Figuring out what the best build surface for different materials can be confusing since there are so many different types, as well as different filaments. This article should help you pick the best bed surface for different materials.
Read through this article for details on the best build surfaces for materials like PLA, ABS, PETG & TPU.
Best Build Surface for 3D Printing PLA
The best build surface for PLA that most users have found useful is a flexible steel bed with a PEI surface. It provides great adhesion without the need of adhesive products, and even releases models after the bed cools down. You can flex the build plate to help remove prints as well.
One user said they have been having issues getting their PLA off their print bed and that they have tried the painter’s tape and other materials to no avail until someone suggested using the PEI. They said the print stayed put during printing and popped right off when it was done.
You can get the HICTOP Flexible Steel Platform with PEI Surface and Magnetic Bottom Sheet on Amazon as it is currently available for users to purchase. There are two options, one with the textured side, and a double-sided smooth & textured side.
It also left a pebble surface finish which was perfect for their print at the time.
If your printer has a magnetic steel platform, you may not need the sheet magnet that comes with the PEI since the magnet will be able to hold it down without a tape.

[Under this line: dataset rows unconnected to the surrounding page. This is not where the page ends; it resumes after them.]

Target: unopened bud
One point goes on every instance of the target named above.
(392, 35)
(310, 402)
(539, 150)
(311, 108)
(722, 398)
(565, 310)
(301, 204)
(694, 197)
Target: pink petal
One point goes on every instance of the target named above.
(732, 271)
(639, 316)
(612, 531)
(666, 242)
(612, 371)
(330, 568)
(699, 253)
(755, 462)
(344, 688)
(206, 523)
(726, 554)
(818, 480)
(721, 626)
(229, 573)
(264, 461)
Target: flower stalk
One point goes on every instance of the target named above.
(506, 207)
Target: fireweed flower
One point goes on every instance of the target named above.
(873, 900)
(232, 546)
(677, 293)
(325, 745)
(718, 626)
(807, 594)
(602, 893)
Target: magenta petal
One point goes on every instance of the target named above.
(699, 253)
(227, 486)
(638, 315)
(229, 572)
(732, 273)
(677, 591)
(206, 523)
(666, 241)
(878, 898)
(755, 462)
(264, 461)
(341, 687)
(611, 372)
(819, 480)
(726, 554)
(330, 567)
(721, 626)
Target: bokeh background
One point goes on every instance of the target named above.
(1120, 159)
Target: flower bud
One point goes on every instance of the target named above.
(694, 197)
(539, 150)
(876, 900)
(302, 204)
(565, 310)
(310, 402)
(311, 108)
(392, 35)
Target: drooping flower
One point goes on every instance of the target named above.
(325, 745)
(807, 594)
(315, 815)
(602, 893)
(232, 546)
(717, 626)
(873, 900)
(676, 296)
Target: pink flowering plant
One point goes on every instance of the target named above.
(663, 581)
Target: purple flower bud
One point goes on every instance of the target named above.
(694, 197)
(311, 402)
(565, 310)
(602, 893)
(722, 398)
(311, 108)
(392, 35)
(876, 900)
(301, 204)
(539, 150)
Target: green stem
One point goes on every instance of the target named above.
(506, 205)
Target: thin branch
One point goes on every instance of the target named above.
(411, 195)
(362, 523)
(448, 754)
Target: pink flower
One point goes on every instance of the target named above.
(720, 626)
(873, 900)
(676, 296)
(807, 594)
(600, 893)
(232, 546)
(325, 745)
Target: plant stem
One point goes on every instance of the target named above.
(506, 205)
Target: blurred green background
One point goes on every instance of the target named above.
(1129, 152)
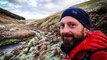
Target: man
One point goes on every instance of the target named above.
(80, 42)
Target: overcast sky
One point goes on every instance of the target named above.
(36, 9)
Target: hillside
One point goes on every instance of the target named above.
(40, 39)
(90, 6)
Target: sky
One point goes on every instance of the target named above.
(37, 9)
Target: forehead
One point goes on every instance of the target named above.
(68, 19)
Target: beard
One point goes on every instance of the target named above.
(71, 41)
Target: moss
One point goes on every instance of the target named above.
(8, 41)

Another user said they have no issues using the build platform with PLA as long as they keep it well leveled and clean. They clean the surface with hot water and dish soap then dry with a paper towel. You can also try this to clean the build surface.
It is very easy to use and you can use it by simply sticking the magnetic bottom sheet onto your heated bed, then placing the steel platform with a PEI surface on the top. Please note that the maximum temperature for printing is 130℃ on the bed.
It has about 4.6 out of 5-star rating at the time of writing so you may want to check it out.
Here’s a cool video that takes you through different print surfaces for your 3D printer.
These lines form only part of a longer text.